Hebrew Scriptures - Volume 4 (2002-2003) - Review
Richard J. Clifford, Psalms 1-72 (Abingdon Old
Testament Commentaries; Nashville, TN.: Abingdon, 2002). Pp. 338. ISBN
068702711X. $ 28.
Psalms 1-72 by Richard J. Clifford is one of the latest contributions to the Abingdon Old Testament Commentaries series. The commentary begins with a brief introduction to the book of Psalms in the Hebrew Bible followed by a general sketch of the first seventy-two psalms of the Psalter. Clifford evaluates each psalm by three criteria: literary analysis, exegetical analysis, and theological/ethical analysis.
Clifford is Professor of Old Testament at the Weston Jesuit School of Theology in Cambridge, Massachusetts. His primary areas of interest are the Old Testament, biblical languages and ancient Near Eastern religions/cultures.
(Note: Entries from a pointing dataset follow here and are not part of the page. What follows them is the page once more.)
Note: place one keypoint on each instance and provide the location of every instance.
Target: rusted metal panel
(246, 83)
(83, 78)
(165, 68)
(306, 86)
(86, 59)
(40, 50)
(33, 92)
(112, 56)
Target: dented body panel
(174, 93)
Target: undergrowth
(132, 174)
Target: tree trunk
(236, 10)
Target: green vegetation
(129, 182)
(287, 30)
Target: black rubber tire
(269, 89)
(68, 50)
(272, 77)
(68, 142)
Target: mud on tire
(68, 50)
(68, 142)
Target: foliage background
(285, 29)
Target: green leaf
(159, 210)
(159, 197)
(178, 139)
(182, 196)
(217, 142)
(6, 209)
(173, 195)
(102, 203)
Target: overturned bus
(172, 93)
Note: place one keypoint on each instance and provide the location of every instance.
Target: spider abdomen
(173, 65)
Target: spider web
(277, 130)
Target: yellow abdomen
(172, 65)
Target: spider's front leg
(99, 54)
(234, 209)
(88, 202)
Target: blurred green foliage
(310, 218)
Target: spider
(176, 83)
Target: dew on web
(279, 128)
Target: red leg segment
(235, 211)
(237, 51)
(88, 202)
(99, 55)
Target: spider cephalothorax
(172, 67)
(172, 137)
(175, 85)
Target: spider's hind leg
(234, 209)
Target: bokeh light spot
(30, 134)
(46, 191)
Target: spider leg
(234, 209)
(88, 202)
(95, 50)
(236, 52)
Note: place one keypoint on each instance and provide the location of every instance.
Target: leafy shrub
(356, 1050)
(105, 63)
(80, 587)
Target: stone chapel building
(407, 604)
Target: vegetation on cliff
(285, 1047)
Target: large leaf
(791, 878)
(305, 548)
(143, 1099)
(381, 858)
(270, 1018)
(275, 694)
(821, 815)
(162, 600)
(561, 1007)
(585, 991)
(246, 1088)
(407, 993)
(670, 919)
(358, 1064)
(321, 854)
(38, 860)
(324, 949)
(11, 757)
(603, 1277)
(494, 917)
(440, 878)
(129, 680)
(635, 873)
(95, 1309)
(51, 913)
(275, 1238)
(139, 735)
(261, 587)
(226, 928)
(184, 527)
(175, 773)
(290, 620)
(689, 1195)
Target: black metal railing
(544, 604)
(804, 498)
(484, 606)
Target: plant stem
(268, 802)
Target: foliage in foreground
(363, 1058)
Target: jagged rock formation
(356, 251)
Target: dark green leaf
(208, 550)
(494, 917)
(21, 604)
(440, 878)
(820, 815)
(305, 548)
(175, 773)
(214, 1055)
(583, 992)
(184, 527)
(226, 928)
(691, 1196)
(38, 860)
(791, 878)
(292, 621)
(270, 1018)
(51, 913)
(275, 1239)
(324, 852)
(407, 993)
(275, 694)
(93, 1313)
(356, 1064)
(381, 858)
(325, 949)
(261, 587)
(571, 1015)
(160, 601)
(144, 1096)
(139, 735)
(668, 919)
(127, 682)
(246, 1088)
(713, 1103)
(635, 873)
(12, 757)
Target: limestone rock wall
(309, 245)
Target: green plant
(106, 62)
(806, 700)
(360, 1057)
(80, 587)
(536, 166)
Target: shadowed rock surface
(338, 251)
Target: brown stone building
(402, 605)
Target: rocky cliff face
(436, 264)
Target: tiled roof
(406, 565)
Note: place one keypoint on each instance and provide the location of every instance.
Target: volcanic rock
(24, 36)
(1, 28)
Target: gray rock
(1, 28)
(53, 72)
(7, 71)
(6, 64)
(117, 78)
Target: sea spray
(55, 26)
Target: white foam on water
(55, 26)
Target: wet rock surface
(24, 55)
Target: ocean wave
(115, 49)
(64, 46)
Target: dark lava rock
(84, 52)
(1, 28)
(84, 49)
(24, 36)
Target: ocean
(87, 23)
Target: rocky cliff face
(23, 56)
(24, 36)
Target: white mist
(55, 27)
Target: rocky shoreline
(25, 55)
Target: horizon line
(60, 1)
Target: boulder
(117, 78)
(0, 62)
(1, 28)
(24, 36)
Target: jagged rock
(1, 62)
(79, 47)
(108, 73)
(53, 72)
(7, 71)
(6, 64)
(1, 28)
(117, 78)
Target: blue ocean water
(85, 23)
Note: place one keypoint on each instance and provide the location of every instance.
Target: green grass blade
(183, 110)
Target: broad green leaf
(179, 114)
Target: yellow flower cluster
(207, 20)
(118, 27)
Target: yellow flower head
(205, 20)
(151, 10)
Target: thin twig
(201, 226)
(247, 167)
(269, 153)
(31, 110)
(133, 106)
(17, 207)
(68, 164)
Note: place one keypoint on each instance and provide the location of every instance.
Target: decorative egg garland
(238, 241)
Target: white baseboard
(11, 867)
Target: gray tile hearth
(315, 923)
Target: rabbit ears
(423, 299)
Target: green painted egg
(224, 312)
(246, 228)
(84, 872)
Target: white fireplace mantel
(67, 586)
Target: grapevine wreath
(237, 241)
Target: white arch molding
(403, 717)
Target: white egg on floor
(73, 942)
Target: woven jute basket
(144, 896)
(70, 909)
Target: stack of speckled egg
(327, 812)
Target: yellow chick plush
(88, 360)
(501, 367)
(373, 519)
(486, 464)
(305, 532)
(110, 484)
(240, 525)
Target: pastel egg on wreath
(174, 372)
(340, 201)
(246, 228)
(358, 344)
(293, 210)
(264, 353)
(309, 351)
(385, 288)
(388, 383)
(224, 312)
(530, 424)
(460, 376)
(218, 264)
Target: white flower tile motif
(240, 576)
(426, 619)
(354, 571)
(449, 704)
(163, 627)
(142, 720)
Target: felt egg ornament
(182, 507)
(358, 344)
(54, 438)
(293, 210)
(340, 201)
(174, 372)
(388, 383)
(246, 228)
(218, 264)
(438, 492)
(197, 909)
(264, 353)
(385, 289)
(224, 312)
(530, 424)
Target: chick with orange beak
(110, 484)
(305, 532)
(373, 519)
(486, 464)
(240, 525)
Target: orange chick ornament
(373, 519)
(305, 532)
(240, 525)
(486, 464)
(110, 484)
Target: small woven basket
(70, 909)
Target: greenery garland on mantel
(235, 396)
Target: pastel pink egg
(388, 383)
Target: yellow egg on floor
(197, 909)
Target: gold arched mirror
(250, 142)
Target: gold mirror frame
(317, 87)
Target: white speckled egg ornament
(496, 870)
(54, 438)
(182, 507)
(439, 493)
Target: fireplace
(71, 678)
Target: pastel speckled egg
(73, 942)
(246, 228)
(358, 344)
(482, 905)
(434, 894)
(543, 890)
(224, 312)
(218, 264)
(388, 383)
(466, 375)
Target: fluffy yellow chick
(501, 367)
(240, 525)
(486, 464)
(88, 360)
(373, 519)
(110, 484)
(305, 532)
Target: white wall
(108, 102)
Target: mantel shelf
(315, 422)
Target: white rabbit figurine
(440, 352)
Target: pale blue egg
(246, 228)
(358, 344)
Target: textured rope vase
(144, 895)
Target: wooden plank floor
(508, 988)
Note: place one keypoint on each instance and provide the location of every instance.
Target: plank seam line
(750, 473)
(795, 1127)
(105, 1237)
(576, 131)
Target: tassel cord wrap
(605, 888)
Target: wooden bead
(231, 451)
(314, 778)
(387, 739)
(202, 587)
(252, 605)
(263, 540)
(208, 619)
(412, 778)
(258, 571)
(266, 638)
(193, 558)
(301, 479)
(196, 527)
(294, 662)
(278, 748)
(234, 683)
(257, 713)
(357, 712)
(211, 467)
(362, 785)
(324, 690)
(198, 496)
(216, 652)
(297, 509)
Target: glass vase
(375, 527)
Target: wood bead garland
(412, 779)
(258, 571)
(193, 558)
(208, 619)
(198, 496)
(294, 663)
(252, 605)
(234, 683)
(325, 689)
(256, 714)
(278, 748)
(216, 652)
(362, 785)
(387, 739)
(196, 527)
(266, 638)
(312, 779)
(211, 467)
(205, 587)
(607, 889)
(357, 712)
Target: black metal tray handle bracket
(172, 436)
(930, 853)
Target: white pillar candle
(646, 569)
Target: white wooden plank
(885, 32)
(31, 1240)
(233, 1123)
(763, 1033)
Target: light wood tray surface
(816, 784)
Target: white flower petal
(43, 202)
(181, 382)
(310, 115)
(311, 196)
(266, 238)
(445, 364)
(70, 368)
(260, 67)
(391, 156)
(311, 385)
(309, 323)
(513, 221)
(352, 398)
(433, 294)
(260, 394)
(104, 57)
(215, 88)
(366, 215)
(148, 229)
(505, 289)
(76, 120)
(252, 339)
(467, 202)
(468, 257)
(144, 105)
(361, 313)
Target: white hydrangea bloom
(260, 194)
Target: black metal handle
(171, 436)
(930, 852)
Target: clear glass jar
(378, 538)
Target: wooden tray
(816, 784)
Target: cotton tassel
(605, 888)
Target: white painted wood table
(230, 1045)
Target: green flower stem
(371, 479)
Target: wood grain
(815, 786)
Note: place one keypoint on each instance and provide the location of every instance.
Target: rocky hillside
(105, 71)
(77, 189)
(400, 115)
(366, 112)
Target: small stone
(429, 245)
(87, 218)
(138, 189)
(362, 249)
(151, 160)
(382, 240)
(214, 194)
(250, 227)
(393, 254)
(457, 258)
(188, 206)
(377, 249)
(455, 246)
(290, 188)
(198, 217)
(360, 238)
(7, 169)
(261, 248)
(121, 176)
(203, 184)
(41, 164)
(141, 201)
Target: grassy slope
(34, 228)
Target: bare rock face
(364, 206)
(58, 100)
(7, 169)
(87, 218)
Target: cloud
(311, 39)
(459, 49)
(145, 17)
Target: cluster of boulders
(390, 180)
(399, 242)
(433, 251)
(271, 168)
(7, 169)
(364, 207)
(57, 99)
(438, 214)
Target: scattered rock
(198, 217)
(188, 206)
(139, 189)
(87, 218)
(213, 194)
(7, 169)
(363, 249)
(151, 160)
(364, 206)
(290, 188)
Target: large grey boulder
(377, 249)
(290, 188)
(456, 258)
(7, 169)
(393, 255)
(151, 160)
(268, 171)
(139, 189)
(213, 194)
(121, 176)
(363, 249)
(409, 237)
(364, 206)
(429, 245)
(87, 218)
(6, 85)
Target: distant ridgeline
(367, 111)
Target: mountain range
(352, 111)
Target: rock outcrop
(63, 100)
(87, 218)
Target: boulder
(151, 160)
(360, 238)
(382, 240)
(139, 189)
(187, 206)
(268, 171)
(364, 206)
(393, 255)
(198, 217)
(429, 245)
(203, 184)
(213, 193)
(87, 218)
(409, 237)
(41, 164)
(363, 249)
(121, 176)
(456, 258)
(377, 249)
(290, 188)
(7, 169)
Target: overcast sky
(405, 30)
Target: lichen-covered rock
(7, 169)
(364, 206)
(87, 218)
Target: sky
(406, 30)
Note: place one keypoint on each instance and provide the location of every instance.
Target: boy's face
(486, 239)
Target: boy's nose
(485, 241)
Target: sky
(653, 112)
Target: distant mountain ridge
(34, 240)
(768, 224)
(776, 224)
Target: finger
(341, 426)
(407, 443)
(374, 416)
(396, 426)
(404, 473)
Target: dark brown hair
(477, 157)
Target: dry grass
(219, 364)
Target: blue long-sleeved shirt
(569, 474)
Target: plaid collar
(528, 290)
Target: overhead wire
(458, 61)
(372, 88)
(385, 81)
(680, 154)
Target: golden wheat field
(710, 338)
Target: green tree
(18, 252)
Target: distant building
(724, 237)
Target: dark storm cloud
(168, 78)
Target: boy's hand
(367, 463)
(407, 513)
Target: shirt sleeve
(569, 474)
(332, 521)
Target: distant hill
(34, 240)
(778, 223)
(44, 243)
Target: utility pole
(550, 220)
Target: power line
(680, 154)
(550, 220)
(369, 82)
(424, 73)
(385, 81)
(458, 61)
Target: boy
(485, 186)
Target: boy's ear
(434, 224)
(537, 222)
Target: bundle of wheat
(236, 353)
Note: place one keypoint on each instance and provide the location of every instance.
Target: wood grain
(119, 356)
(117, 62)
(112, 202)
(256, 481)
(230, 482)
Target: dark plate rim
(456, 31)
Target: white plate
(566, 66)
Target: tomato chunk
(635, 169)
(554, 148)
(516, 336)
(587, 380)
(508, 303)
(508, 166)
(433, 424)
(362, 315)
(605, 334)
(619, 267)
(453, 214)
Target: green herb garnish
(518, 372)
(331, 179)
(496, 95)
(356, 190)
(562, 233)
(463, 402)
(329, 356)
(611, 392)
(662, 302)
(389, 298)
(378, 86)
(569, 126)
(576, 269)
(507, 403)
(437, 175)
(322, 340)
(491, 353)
He has published extensively including a two volume commentary on the Psalms as part of the Collegeville Bible Commentary on the Old Testament, and Proverbs in the Old Testament Library collection for Westminster John Knox Press.
The stated purpose for each volume in the Abingdon Old Testament Commentary series is “to provide compact, critical commentaries on the books of the Old Testament for the use of theological students and pastors.” (Patrick Miller, General Editor, p. 9) Clifford completes the aforementioned task with clarity and precision in this work. Beginning in the general overview of the book of Psalms (pp. 15-35) Clifford addresses the Psalms’ relationship to worship, the categories of various psalms, poetical/rhetorical features, and theological concerns within the book of Psalms. Though the introduction is relatively brief, Clifford succeeds in providing a basic foundation for understanding the book of Psalms.
Brevity is one word that comes to mind when describing Clifford’s work on individual psalms throughout this commentary. An average of only three to four pages is given to each psalm. Clifford uses each page expeditiously as the pages are filled with information vital in developing a greater understanding of each psalm. He also carefully interweaves psalm scholarship into his comments as space allows.
Psalms 1-72 also demonstrates Clifford’s mastery of ancient Near Culture and its inter-relatedness to the psalms of Israel. There are many references to other hymns from Ugarit, Mesopotamia, and Egypt. Clifford exemplifies a good understanding of the biblical canon as he constantly describes the intertextuality of various psalms within the larger canon. There are frequent references to biblical events that may serve as possible background for given psalms. An equal number of references are also made to the New Testament’s usage of individual verses and psalms as well.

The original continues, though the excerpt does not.